The Beginning
Letter from our honorary President
In late February 2022, Bill Hayes had seen so many news reports of Ukrainian refugees, primarily women and children, flooding the border with Poland; but with their husbands and fathers turning around to defend their country. After donating to an international charity and calling various charities to volunteer and getting nowhere, and feeling no involvement, he decided to go to Poland, lend a hand and help the Ukrainian refugees. Bill and son Rob, and a friend from University days, Willard Boss, travelled to Krakow from the USA in April 2022 to do what they could, by renting a van and offering help. Now, after over three years of delivering humanitarian aid and assistance in both Poland and Ukraine, Mission For Ukraine LLC continues its work. What was intended as a short term trip to Poland has turned into a long-term commitment and dedication to Ukrainian refugees and Ukrainians injured by the war. Of course, none of this would have been possible without donations from over 600 caring friends and family.
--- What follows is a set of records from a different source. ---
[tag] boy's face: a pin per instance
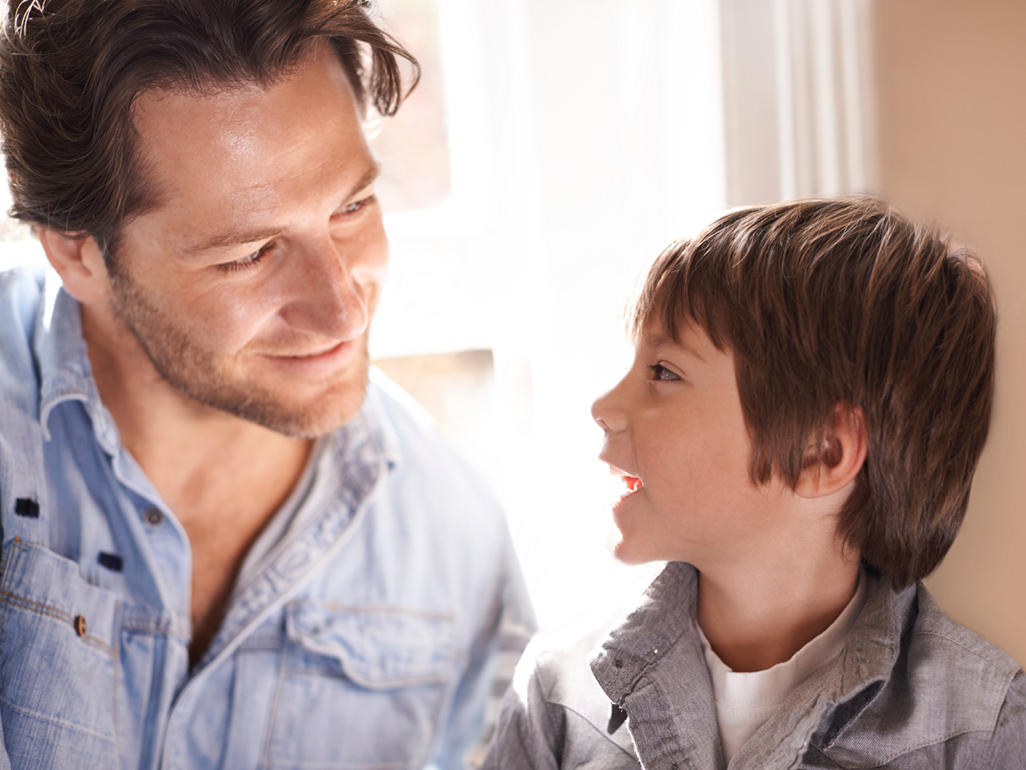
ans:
(674, 431)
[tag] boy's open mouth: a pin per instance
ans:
(632, 483)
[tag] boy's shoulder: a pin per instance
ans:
(949, 691)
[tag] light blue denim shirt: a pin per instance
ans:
(364, 637)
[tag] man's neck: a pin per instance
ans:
(755, 618)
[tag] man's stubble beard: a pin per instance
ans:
(195, 373)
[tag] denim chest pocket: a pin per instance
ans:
(361, 687)
(58, 662)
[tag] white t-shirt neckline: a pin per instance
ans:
(746, 699)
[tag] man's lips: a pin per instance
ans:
(311, 355)
(317, 362)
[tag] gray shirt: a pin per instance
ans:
(911, 689)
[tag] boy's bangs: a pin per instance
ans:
(674, 296)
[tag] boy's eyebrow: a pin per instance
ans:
(659, 340)
(233, 237)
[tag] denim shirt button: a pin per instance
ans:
(153, 516)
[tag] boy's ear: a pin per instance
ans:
(79, 262)
(832, 463)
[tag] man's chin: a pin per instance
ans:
(299, 412)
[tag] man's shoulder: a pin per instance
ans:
(424, 456)
(22, 294)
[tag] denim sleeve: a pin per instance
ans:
(1008, 746)
(488, 672)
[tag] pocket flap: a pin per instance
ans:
(377, 647)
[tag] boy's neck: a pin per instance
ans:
(754, 621)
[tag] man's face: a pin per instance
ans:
(251, 284)
(676, 434)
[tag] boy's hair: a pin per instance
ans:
(846, 302)
(70, 71)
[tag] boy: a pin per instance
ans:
(797, 435)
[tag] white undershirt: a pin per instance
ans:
(746, 699)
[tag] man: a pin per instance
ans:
(221, 548)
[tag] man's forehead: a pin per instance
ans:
(245, 147)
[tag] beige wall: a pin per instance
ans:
(952, 148)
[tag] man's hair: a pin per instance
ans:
(70, 71)
(846, 302)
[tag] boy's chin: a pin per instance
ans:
(629, 551)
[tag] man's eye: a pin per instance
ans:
(662, 374)
(245, 262)
(356, 205)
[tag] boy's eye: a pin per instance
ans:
(662, 374)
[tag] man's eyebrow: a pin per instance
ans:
(234, 237)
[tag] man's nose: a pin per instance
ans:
(331, 300)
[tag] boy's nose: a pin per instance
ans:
(609, 417)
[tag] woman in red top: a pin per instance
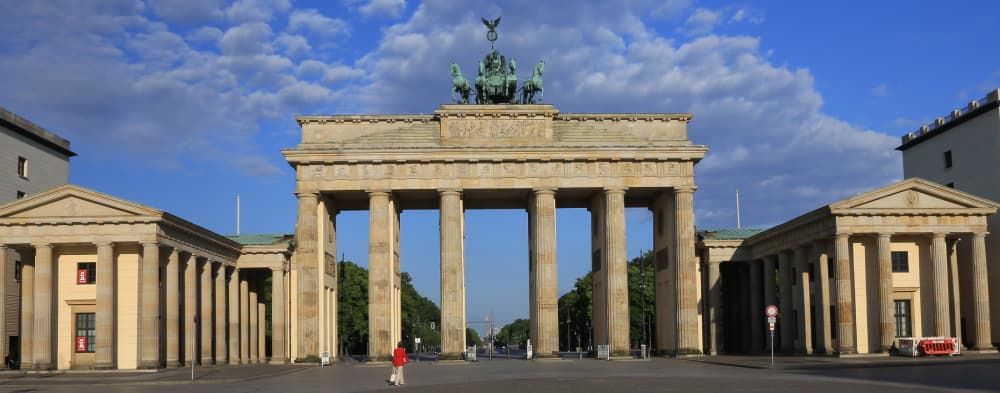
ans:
(399, 359)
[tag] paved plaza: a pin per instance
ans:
(724, 373)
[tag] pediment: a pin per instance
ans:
(915, 195)
(73, 201)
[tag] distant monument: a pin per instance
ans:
(496, 82)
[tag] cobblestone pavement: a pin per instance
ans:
(517, 376)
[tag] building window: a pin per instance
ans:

The only plan for the first trip to Poland in April 2022 was to deliver backpacks and duffle bags to refugees and provide transportation for women and children who needed to move beyond the border. Their plans changed when they arrived in Krakow. Before leaving the US, they were connected with a young Polish man who became their “Sherpa” and guardian angel. Karol Kras is still working with Mission for Ukraine today. The Mission’s guiding principle was and remains that it will be “100% direct aid” and donations will be used solely for the purpose of buying supplies, food, equipment, transportation, and whatever else might be needed by Ukrainian refugees. This is true today as Mission for Ukraine is a two-person vehicle with no overhead and all travel and accommodation costs are paid by Bill and his Mission partner, Frank Donnelly. The Mission is not a US tax “501(c)(3)” as that would require more overhead.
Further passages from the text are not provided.